Designing for Cyber Situational Awareness: Initial Results of a Literature Review

• Published in: European Conference on Cyber Warfare and Security pp. 621 - 627
• Main Author: Salminen, Mikko
• Format: Conference Proceeding
• Language: English
• Published: Reading Academic Conferences International Limited 01.06.2025
• Subjects: Credibility; Decision making; Literature reviews; Metacognition; Mica; Situational awareness

Situational awareness is the prerequisite for decision making. According to the widely used theory by Mica Endsley, situational awareness can be segmented to three levels: 1) perception of elements of the environment in time and place, 2) understanding of the meaning of the situation formed by the elements, and 3) evaluation of the development of the situation. Systems for common operational picture (COP) have various functionalities for processing, mediating, analysing, and visualizing data with the goal to enable the decision makers to form situational awareness and understanding. Compared to other domains (e.g., land, air, naval), in the cyber domain the phenomena need novel types of visualizations and a map is not often the most suitable visualization platform. There is paucity of previous studies comparing the amount of research on cyber COP to the other operational domains. In addition, previous studies have not summarized the extant literature on methods to support decision makers' metacognitive processes with cyber COP functionalities and visualizations. To address these gaps, the identified COP functionalities from the existing literature were classified following the 3-level model of situational awareness.

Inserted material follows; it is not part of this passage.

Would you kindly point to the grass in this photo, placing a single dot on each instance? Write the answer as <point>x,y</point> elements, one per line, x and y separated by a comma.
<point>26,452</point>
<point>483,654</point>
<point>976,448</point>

In addition, previous studies on supporting the metacognitive processes, such as evaluating information novelty or credibility, by COP functionalities were identified. High research activity was observed for the COP within the cyber domain. In majority of the papers, the COP functionalities for cyber situational awareness were presented on a conceptual level with no evidence on implementation of them or their possible effectiveness in supporting the work of the situational awareness operators or the decision makers. This is a gap that calls for more research. Taken together, these findings can be used in steering future research for developing systems that support cyber situational awareness more effectively.